The $135 million Series A is a substantial opening round for an enterprise software play, and it lands at a moment when AI coding tooling has attracted intense capital — from Anysphere's Cursor to GitHub Copilot to a roster of newer agent-based entrants. 8090's differentiation, at least as stated, is not the coding tool itself but the finished enterprise application: the company is trying to sell outcomes to procurement teams, not capabilities to individual developers.
Worth flagging: the 80% feature completeness figure is self-reported and, as yet, untested against the procurement reality of large enterprises. In regulated industries — financial services, healthcare, government — the "missing" 20% frequently contains exactly the compliance, audit trail, and integration surface area that makes a system viable.
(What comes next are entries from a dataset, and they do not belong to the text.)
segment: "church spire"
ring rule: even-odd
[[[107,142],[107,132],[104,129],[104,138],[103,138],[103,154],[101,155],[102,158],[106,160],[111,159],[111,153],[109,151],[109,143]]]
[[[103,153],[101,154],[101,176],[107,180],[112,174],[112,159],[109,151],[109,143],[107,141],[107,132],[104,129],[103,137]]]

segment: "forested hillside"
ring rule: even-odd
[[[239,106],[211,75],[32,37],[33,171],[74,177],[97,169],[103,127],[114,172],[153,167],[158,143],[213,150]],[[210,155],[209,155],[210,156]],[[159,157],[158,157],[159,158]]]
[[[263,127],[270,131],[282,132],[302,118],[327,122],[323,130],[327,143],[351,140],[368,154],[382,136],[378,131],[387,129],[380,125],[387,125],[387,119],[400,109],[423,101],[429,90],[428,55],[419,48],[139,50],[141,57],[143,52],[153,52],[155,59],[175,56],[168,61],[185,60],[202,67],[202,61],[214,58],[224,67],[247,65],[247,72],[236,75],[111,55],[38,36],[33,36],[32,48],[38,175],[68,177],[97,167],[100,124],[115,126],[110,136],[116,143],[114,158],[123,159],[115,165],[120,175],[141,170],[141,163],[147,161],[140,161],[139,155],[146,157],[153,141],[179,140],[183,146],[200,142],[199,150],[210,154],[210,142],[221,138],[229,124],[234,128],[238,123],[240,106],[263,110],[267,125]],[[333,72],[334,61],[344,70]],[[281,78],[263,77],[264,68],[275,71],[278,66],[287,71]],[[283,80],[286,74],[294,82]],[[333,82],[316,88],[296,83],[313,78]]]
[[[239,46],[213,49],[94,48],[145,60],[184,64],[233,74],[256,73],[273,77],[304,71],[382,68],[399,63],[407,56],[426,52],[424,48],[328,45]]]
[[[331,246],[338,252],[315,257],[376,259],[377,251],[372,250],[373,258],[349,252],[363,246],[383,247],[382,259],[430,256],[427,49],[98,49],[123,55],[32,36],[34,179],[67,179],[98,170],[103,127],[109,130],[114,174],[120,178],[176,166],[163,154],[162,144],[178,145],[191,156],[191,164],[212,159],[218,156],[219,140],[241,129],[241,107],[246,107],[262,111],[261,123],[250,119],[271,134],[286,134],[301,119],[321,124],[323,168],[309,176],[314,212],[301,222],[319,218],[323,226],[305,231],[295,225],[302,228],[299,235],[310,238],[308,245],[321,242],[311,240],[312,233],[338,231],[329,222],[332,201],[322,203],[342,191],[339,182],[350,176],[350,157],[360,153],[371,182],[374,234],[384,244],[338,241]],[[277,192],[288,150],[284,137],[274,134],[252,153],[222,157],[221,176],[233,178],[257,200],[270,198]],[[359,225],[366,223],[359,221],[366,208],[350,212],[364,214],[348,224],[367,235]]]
Whether 8090's feature calculus holds up under enterprise security reviews and procurement due diligence is an open question that the Series A will help — but not guarantee — answer.
The $10 million-plus annual AI cost figure also deserves scrutiny as a leading indicator. If inference costs continue on their current deflationary trajectory — driven by model efficiency improvements and competitive pressure among cloud providers — that number could shrink as a percentage of revenue over time. If 8090's architecture is tightly coupled to today's model pricing, however, the unit economics improve automatically as the market moves. That is a meaningful structural tailwind, assuming the product ships at scale.
Palihapitiya has spent years arguing, publicly and loudly, that most enterprise software is over-engineered and over-priced. With 8090, he is now running the operational test of that argument himself, with nine-figure capital behind it and his name on the door.